Biggest Regret as a Parent
As a new parent I thought it would be years before I had my first big regret, but damn was I wrong. My oldest is 2 and I already think about my biggest regret on a regular basis. Want to know a secret?? It has nothing to do with my children!
“it has nothing to do with my children”
What is my biggest regret?
Here is it are you ready for this? Losing myself, yep that’s it. When I became a mom that was all I was and it was, and is my own fault. I love my children and since Adella was my rainbow baby she was my EVERYTHING and I don’t think there was anything wrong with that, but at the same time I needed to think about me.
What do I mean
I’m not talking about self care although I totally failed there too, but I’m talking about hobbies! I stopped doing things I loved and did nothing but care for my child. I wasn’t away from her but minutes for a year plus, and I was no longer Toni. I’m sure that played into some depression I was dealing with or was it the other way around? Did you know not allowing others to help care for baby can be a sign of Postpartum Depression?
What were my hobbies
Fishing, man I would go any day I could. I would meet Luke at the lake when he got off work, and we would fish till the sun went down. It so relaxing and stress relieving and we loved it. But along came baby and I haven’t been fishing in three years, and I can’t lie I want to cry just thinking about it. I want to go fishing so bad it may or may not be breaking my heart. So why haven’t I gone? Well the idea of fishing with two toddlers makes eye twitch and we just don’t like to hand off the kids every weekend.
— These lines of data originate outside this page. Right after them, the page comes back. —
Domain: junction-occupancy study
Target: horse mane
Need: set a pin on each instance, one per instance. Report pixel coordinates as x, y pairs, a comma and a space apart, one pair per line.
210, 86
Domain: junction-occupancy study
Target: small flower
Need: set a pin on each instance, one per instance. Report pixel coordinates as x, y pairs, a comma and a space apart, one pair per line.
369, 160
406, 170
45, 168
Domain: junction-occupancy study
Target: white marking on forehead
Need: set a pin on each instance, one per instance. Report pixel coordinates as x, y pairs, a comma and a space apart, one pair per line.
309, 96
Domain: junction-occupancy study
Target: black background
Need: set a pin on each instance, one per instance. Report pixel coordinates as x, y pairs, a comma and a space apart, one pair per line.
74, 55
Crochet, this is actually a new hobby. I always thought it was a amazing and had tried to learn a few times as a kid and for what ever reason it just never happened. But I taught myself when I was pregnant with Adella and I feel in love. I have this huge crocheted blanket my great grandma made me for the my 5th birthday and the love I have for her grew and I felt connected with her in a different way. We lost her years ago and she was my best friend and I miss her so much. I have started crocheting again and am learning new patterns and I just love it. I of course suck at making the time to do it with it being summer, but come winter I will be on it again. It is fun and cute! I’d love to make mommy and me scarves because I mean look how cute we are!
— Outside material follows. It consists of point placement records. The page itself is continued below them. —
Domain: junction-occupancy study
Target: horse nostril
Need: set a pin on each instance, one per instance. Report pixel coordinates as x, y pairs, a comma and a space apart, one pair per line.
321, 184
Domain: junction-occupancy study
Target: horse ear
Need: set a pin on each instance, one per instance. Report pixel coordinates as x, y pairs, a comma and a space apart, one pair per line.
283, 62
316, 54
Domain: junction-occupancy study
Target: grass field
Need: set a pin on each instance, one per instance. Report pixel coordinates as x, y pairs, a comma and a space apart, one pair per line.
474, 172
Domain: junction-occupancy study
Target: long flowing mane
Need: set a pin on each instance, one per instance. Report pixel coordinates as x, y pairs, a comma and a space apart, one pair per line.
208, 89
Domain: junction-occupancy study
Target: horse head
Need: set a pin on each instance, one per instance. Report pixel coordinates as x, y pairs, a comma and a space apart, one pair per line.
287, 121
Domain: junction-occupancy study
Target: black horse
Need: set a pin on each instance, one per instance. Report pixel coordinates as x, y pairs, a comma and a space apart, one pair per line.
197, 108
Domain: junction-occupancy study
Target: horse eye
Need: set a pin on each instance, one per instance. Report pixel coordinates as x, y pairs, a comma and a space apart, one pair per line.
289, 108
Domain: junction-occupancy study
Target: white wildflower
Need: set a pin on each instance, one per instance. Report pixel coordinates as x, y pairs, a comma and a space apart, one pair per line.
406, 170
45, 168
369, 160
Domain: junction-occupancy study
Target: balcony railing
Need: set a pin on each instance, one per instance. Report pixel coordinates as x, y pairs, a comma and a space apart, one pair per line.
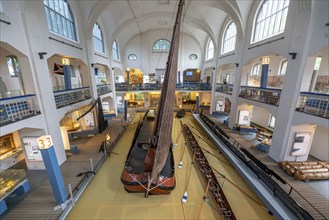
153, 86
68, 97
103, 89
13, 93
224, 88
193, 86
314, 104
268, 96
18, 108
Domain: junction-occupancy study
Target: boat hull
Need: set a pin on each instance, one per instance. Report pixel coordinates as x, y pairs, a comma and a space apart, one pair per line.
137, 183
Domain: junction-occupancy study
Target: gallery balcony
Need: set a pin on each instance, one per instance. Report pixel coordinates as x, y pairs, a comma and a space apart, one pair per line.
71, 96
194, 86
264, 95
17, 108
103, 89
314, 103
224, 88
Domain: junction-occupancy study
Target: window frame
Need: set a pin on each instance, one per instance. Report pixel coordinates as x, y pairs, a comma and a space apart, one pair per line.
61, 21
210, 49
14, 63
228, 40
98, 39
161, 50
1, 8
257, 71
132, 55
281, 67
193, 55
271, 121
115, 50
271, 18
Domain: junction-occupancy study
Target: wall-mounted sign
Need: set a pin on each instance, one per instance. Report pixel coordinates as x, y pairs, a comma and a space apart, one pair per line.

Baseball, I love softball and baseball!!! I played softball from t-ball through high school and I loved it. I also love watching it! We did get the pleasure of watching the Chicago Cubs with the 2016 World Series and it was life changing! Luke, Adella, and I stayed up till mid night watching the 7th game! But I wish I could go to a game, or actually sit and watch a game, maybe introduce Adella in to the love of baseball.
Cooking, now I obviously cook! I mean we all have to eat and if you have read any of my post you know I love to cook with Adella. But I am talking about having the time to learn a new recipe, a new skill, or the time to make a 4 course meal. It is relaxing, and brings me so much joy, but chasing kids, ensuring they aren’t getting into everything, and trying to cook is more a recipe for mommy to lose her patients.
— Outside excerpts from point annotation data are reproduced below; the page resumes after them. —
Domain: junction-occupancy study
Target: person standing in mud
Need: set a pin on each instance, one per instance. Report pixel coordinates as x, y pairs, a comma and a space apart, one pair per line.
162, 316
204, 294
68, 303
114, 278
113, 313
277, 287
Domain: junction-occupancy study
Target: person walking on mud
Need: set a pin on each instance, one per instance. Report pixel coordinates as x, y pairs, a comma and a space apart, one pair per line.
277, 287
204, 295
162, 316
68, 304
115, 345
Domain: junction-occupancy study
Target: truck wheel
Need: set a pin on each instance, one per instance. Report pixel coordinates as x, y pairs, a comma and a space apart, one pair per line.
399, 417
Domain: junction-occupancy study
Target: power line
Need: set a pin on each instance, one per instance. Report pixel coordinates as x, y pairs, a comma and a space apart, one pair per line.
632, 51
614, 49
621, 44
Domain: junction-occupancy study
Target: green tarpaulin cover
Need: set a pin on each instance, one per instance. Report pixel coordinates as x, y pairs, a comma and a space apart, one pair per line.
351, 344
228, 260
Why do I think I allowed this to happen?
I think I felt like I needed to do it all or I was failing. I was and still am overwhelmed with finding the balance of me and mommy. I feel my miscarriages played a huge role. I struggled so much after having Adella between my birth and realizing everything I missed! I overcompesasted and then couldn’t come back from it.
Read more about my rainbow baby struggle in my guest post on The Butterfly Mother
Would I Change how I did things?
Yes, I most definately would. I would have plopped Adella in a carrier and took her fishing with me when she was little, or took her to more baseball games. And I would have said “hey I need to remember who I am” or “I am more than a mom.” Do I think I can still change? I honestly don’t know where to start, but I do feel I need to start somewhere before I totally forget who I am. It can be so deflating having no life except for being a mom and as a SAHM that is my life I am not Toni to anyone for 90% of my day, and then I am a wife the other 10%.
What will I do going forward?
I am going to start doing the things I love more! Even if it is just once a week I set aside an hour for me it is a start. I need to remember who I am as a person and not just as a mother. One day my little girls will be grown up and won’t need me like they do now and I don’t want to be lost.
I don’t want to be that mom who shows up at their college dorm room because I don’t know what to do at home.
What is your biggest regret as a parent? Have you lost yourself? What have you done to keep your identity?